Sebagai masyarakat sosial dengan adagium “Kaba baiak bahimbauan, kaba buruak bahamburan” beras telah menjadi komoditas sosial dalam kehidupan di kampung. Pergi baralek maupun pergi menjenguk disaat handai taulan kemalangan, beras selalu menjadi bahan utama sebagai wujud kepedulian sosial.
Kemudian budaya bakaua sebelum turun ke sawah, gotong royong dalam membersihkan jaringan irigasi, budaya batobo dalam bertanam padi hingga bersiang, semuanya tak lepas dari aktivitas bertani.
Lahirnya seni musik tiup pupuik batang padi, sasaran randai, dan suling bambu adalah kegiatan selingan penghilang penat tatkala seharian berusaha di lahan pertanian sawah maupun menggembala kerbau di padang rumput.
Meskipun ada juga sawah yang beralih fungsi menjadi lahan tambang illegal, toh kerinduan itu tetap ada terhadap sawah serta Rumah sawah yang terletak di pinggir sawah ataupun di tengah-tengah hamparan biasanya berdekatan dengan pematang sawah menjadi tempat untuk beristirahat dari teriknya matahari tropis dikala panas serta berteduh di saat hujan tiba.
Rumah sawah juga menjadi tempat meletakkan bahan pangan seperti nasi, air minum, kopi, gula, dan makanan tradisional lainnya sekaligus menjadi lokasi makan bersama selama siklus usahatani padi di sawah. Memori itulah yang tak bisa dihapus dari ingatan yang membuat orang ingin kembali ke kampung dihari baik bulan baik.
Rumah sawah dijadikan objek ber-swaphoto oleh perantau bersama keluarga, meskipun bukan rumah sawah miliknya, karena bisa saja sawah pusakanya telah tergadai karena sesuatu hal. Kerinduan terhadap rumah sawah pula yang membuat orang dimana-mana membuat berbagai objek wisata maupun sekedar tempat makan dengan konsep kembali ke alam “back to nature” namanya.
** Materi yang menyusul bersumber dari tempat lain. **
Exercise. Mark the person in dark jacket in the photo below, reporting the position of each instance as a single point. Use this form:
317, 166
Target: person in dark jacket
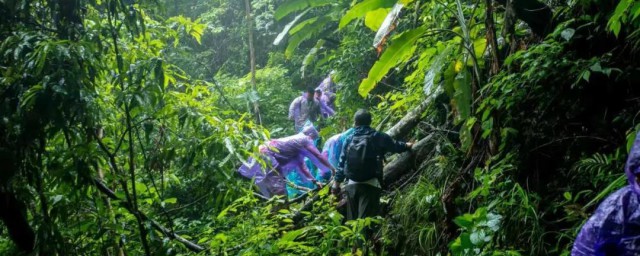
363, 197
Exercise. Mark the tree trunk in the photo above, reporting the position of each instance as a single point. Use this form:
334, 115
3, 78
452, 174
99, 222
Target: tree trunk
409, 121
252, 58
407, 162
494, 64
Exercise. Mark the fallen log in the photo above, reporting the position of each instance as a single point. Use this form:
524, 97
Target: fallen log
409, 121
112, 195
406, 162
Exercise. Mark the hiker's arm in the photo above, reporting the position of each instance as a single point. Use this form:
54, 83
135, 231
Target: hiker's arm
340, 168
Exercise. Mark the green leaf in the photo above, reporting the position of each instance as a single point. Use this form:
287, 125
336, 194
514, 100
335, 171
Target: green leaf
310, 57
479, 45
172, 200
462, 95
302, 25
596, 67
296, 5
401, 48
586, 75
361, 9
464, 221
567, 33
305, 34
374, 19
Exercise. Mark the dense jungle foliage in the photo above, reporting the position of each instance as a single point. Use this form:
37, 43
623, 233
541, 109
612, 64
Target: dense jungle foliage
122, 123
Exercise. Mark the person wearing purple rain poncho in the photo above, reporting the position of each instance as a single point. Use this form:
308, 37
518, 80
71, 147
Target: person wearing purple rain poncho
325, 109
286, 155
614, 229
304, 108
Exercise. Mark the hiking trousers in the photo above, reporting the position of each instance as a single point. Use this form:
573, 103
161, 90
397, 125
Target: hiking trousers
363, 200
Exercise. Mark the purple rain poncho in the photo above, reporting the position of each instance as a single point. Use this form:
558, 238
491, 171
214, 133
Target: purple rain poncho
614, 229
302, 110
284, 156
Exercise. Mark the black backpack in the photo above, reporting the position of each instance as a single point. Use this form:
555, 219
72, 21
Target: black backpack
362, 158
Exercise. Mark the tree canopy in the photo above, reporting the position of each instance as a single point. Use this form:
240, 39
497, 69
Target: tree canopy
122, 123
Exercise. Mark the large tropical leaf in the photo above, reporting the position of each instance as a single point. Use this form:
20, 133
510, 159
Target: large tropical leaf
286, 29
296, 5
361, 9
401, 48
374, 19
311, 29
462, 95
387, 26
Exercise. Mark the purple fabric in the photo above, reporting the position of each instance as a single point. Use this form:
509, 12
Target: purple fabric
325, 109
268, 181
302, 110
614, 229
327, 85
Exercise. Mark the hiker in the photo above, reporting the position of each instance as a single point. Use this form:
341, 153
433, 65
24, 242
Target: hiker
304, 108
286, 155
333, 147
361, 164
325, 109
614, 228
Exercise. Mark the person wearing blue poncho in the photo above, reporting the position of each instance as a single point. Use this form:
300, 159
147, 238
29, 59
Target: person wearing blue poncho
286, 155
304, 108
614, 229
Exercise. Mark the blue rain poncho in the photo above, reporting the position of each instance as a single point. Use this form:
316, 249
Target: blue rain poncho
614, 229
303, 110
333, 147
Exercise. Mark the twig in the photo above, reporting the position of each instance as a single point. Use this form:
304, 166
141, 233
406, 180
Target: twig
107, 191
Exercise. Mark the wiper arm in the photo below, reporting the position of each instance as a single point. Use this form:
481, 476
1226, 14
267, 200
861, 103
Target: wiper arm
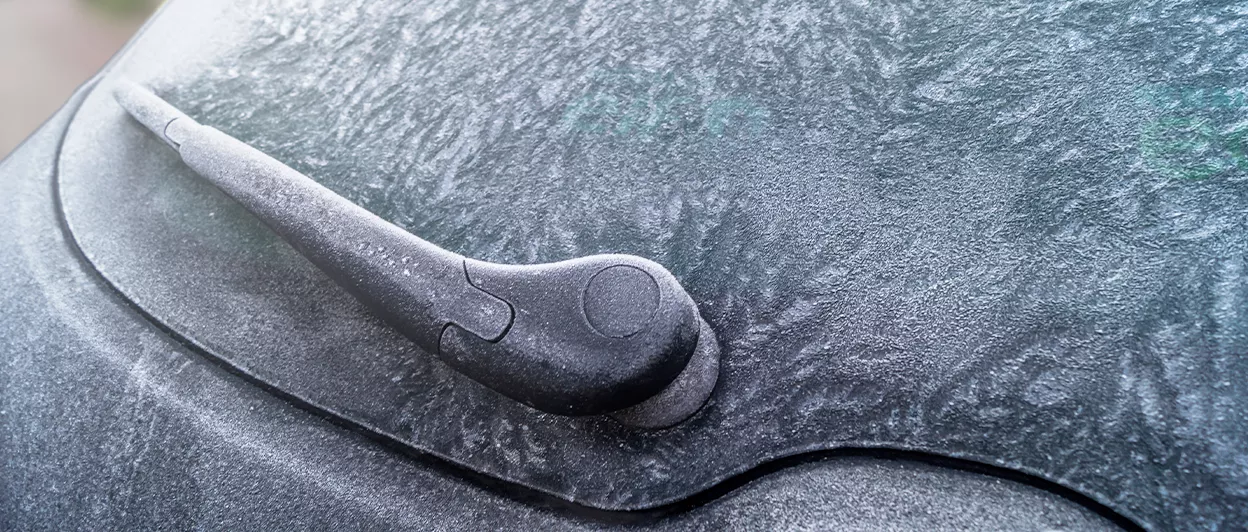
605, 334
Silaturahmi antara sesama oleh para perantau dengan warga di kampung bukan hanya kegiatan kultural semata, tapi juga bernilai spiritual. Melalui “mudik” pulang kampung, kita disadarkan dari mana kita berasal, kemana kita akan kembali. Dengan melihat rumah sawah, kita diingatkan bahwa sumber utama penghidupan serta ekonomi di kampung adalah “sosok jarami” berupa sawah dan ladang sebagai harta komunal yang harus diwariskan kepada cucu kemenakan. Dengan berziarah ke “pandam pakuburan” kita dingatkan bahwa yang datang daripada tanah akan kembali ke tanah.